D. periboea Godt. (51 e), a variable species, which is very local on Java, but in some years occurs abundantly-even in large towns, such as Soerabaja and Bandong. — wallacei Rothsch. is the name of the race from Bali. somewhat more broadly striped beneath, which has been erroneously described as being from Celebes in consequence of a mistake on the part of the collector Doherty. — livia Fruhst. (56 d) is a form discovered on Lombok at an elevation of about 2000 ft., which has always much fewer and narrower red patches on the hindwing beneath. — pagenstecheri Fruhst. may be recognised by the shorter black stripes on the under surface and the washed-out submarginal spots of the hindwing, which are more orange-coloured than red.

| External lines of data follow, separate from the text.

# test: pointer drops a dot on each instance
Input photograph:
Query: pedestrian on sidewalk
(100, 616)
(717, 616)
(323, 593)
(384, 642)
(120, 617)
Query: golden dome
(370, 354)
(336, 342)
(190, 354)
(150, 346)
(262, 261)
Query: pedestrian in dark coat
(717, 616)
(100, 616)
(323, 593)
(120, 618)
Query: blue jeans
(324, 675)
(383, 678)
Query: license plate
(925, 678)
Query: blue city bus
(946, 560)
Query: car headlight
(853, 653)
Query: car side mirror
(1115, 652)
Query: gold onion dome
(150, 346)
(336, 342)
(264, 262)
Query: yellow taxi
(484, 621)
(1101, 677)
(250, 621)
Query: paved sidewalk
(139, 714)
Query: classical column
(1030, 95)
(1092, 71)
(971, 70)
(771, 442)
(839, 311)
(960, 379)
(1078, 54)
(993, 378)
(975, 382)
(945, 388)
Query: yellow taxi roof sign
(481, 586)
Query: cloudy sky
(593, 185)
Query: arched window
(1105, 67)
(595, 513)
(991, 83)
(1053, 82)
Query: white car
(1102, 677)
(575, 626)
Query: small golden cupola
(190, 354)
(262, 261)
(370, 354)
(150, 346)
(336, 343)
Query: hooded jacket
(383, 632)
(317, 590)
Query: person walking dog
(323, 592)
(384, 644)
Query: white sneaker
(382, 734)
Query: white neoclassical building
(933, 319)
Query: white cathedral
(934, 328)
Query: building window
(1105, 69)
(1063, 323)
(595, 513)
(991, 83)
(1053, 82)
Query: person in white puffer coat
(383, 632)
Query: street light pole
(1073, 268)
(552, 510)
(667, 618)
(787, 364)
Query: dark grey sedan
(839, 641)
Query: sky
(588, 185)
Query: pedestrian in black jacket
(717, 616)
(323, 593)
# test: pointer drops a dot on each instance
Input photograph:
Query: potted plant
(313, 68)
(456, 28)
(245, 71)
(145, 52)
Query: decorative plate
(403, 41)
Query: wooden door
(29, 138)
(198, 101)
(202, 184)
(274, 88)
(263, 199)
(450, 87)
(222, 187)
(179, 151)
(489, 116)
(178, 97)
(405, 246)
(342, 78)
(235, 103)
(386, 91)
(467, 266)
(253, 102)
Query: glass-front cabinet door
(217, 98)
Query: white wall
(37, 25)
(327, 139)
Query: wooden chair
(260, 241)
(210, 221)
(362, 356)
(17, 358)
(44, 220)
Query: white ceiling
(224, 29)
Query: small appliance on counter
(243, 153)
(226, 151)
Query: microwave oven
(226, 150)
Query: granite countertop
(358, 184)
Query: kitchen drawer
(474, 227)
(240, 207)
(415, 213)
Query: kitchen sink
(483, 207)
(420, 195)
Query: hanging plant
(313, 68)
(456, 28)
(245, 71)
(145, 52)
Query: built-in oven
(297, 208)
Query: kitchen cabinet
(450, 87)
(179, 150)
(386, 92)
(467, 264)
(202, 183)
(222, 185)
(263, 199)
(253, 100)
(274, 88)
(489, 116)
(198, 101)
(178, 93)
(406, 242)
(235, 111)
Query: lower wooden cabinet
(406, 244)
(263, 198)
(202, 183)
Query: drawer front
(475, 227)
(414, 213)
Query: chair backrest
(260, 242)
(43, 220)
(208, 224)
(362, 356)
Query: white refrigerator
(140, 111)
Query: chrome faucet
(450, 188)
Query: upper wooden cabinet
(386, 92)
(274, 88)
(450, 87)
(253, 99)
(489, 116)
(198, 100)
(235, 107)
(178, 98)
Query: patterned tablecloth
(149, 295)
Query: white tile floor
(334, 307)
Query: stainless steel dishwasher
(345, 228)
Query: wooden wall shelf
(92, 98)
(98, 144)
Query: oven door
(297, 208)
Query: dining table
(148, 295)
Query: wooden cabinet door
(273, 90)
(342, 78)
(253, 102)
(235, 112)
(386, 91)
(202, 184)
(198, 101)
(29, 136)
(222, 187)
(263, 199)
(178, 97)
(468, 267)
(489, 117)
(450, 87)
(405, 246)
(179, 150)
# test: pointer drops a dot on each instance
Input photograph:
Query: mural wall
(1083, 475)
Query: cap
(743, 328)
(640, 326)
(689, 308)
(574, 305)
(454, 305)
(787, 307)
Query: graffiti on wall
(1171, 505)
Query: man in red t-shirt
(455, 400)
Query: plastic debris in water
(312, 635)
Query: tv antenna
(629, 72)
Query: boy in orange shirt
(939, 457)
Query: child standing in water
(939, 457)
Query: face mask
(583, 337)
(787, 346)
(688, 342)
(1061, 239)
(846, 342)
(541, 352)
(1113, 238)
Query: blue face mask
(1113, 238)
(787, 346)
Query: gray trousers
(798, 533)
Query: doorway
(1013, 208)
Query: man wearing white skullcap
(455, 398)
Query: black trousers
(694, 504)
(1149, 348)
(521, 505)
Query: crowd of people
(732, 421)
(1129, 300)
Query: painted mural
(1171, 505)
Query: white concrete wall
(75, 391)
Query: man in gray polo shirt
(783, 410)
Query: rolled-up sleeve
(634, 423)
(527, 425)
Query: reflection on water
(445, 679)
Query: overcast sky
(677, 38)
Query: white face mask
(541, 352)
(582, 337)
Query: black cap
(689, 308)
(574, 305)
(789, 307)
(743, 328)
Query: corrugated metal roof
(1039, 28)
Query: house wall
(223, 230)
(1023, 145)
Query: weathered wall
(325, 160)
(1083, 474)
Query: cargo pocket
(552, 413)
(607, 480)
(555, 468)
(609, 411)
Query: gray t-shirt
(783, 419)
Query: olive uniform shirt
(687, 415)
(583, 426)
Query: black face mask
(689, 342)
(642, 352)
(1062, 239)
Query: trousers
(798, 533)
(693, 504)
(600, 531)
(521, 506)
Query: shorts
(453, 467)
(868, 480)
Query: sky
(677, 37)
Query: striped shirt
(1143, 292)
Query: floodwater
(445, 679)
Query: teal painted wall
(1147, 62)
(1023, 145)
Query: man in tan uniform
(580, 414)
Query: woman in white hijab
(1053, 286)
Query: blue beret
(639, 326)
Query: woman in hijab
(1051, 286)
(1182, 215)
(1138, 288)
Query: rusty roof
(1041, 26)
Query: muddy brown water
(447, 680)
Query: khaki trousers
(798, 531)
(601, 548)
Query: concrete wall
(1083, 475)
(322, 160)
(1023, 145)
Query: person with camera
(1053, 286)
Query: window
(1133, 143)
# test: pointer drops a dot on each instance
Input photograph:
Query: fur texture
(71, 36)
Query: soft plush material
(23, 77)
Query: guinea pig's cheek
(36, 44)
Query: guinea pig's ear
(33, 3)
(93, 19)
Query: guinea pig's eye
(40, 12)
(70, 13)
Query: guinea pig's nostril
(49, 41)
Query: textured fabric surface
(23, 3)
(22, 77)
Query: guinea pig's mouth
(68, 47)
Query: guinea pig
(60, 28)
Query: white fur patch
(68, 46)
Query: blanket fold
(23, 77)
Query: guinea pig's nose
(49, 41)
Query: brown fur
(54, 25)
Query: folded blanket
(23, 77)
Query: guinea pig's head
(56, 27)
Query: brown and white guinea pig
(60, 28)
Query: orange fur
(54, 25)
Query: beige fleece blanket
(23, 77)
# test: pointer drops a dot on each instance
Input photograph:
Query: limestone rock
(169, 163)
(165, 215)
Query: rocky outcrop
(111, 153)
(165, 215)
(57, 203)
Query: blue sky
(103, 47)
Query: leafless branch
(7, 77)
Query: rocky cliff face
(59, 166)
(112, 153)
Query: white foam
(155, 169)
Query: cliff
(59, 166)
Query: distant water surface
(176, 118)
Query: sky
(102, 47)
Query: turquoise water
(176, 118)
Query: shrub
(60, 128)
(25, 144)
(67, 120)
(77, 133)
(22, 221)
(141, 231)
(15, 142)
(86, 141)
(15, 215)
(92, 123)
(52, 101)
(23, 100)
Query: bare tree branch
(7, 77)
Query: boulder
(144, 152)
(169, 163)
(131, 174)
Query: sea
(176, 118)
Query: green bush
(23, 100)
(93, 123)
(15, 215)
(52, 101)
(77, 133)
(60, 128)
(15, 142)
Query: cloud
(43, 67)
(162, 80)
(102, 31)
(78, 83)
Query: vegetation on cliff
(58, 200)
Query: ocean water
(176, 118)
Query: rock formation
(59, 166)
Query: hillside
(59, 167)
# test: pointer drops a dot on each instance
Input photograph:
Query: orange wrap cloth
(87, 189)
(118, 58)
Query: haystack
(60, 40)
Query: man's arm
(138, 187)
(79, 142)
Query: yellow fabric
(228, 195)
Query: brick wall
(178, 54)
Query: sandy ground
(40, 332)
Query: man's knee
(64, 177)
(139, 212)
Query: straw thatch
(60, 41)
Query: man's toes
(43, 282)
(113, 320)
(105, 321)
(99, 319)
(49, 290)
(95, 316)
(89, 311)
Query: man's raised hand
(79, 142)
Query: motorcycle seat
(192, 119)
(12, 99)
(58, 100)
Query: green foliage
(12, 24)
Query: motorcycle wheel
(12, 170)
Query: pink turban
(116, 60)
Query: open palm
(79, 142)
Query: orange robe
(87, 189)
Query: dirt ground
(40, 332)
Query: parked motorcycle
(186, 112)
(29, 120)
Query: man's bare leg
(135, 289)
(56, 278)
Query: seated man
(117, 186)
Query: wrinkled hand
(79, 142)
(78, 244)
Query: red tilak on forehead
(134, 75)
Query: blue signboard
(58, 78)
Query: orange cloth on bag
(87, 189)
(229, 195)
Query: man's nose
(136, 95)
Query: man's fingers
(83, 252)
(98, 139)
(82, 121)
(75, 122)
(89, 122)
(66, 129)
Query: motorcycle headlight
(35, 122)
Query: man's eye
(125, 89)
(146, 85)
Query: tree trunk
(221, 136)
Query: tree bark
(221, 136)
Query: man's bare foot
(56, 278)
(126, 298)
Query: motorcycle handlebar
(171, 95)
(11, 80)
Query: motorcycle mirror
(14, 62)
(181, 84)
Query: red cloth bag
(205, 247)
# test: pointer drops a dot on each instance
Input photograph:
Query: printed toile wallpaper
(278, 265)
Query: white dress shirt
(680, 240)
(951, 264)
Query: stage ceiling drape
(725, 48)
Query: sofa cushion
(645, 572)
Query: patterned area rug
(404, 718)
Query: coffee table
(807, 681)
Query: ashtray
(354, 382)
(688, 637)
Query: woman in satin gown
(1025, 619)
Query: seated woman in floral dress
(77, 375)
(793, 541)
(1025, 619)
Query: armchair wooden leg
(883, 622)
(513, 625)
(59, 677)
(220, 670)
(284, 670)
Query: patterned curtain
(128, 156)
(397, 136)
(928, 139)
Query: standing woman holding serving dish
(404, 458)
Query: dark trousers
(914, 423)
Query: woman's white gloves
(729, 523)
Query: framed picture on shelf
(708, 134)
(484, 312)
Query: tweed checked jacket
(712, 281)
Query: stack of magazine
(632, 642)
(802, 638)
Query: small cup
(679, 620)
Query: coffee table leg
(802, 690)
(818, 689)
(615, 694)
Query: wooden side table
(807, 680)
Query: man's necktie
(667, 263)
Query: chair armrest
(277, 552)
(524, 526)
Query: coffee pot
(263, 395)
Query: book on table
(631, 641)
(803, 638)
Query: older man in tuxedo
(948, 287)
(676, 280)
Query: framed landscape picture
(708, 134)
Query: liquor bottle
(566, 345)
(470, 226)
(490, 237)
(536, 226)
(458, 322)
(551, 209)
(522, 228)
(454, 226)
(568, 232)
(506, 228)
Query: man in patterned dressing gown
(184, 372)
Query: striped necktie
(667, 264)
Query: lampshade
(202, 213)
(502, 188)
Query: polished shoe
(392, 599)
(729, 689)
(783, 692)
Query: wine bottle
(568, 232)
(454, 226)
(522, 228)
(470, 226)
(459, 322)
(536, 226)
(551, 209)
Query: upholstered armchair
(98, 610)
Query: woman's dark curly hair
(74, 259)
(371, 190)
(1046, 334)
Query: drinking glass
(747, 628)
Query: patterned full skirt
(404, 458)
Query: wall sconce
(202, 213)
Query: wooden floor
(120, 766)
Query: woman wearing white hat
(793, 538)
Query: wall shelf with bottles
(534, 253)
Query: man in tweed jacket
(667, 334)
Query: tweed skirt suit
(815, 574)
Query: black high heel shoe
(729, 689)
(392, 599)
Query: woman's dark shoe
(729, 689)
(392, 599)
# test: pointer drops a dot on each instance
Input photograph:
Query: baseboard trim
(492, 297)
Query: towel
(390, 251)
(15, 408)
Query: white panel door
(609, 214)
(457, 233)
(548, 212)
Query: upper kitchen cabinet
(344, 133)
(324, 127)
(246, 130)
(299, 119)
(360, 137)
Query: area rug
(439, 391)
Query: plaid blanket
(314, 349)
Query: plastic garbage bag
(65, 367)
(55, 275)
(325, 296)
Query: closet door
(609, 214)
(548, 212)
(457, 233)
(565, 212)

Sumbawa, rare. — alorensis Fruhst. (52 a) is the most easterly offshoot yet known, distinguished by broader light yellow subapical spots on the forewing, dark ochre-yellow tinge at the base and a complete row of intensively red submarginal spots on the hindwing, which appear on the upperside as faint pale pink spots. Upper surface of the hindwing light yellow instead of whitish or grey-blue as in the eastern subspecies of periboea.

==Subspecies==
- D. p. periboea (Java, Kangean Islands)
- D. p. alorensis Fruhstorfer, 1899 (Alor)
- D. p. floresiana Roepke, 1954(Flores)
- D. p. livia Fruhstorfer, 1896 (Lombok)
- D. p. atakei Nakano, 1993 (Kangean)
- D. p. pagenstecheri Fruhstorfer, 1896 (Sumba)
- D. p. wallacei Rothschild, 1892 (Bali)
==Taxonomy==
periboea is a member of the isse species group.